NASA’s Cassini spacecraft, which plunged into Saturn’s atmosphere last month, destroying itself after a years’-long journey, first send some magnificent close-up pics of the giant planet back to earth.
Saturn’s graceful lanes of orbiting ice – its iconic rings – wind their way around the planet to pass beyond the horizon in this view from Cassini.
Diminutive Pandora, scarcely larger than a pixel here, can be seen orbiting just beyond the F ring in this image.

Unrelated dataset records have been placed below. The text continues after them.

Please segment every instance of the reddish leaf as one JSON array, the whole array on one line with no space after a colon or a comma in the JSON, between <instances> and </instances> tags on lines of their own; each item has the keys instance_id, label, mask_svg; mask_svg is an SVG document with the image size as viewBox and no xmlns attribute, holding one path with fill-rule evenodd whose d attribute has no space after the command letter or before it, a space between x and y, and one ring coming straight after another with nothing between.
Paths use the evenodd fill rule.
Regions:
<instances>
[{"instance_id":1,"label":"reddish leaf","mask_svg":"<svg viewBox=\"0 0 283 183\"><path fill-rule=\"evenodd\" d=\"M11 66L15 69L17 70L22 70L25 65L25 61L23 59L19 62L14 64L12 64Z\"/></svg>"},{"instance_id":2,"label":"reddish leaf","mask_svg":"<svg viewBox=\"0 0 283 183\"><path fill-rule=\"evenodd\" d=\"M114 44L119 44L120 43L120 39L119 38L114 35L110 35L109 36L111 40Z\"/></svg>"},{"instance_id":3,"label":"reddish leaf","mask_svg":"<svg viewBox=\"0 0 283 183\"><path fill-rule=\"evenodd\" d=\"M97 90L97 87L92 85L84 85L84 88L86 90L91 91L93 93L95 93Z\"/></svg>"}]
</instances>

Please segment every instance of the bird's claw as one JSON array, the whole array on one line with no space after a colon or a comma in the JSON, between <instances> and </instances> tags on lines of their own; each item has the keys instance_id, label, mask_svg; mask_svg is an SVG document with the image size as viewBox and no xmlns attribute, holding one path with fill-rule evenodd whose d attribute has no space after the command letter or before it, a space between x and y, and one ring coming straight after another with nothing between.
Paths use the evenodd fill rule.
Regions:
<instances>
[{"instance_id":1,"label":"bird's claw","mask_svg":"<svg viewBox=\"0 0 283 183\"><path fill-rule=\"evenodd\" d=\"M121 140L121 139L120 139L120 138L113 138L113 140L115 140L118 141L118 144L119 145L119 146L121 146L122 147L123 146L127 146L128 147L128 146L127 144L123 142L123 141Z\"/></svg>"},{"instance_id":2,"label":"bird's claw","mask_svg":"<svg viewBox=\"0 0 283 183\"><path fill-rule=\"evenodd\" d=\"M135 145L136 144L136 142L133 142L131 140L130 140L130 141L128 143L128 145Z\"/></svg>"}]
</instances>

Also in this image is the gap between Saturn’s cloud tops and its innermost D ring through which Cassini would pass 22 times before ending its mission in spectacular fashion in 15 September. Scientists scoured images of this region, particularly those taken at the high phase (spacecraft-ring-Sun) angles, looking for material that might pose a hazard to the spacecraft.
This view looks toward the sunlit side of the rings from about 19 degrees above the ringplane. The image was taken in green light with the Cassini spacecraft wide-angle camera on 12 August 2017. Pandora was brightened by a factor of two to increase its visibility.
The view was obtained at a distance to Saturn of approximately 581,000 miles (935,000 kilometers) from Saturn. Image scale is 56km per pixel. The distance to Pandora was 1,1-millionkm for a scale of 66km per pixel.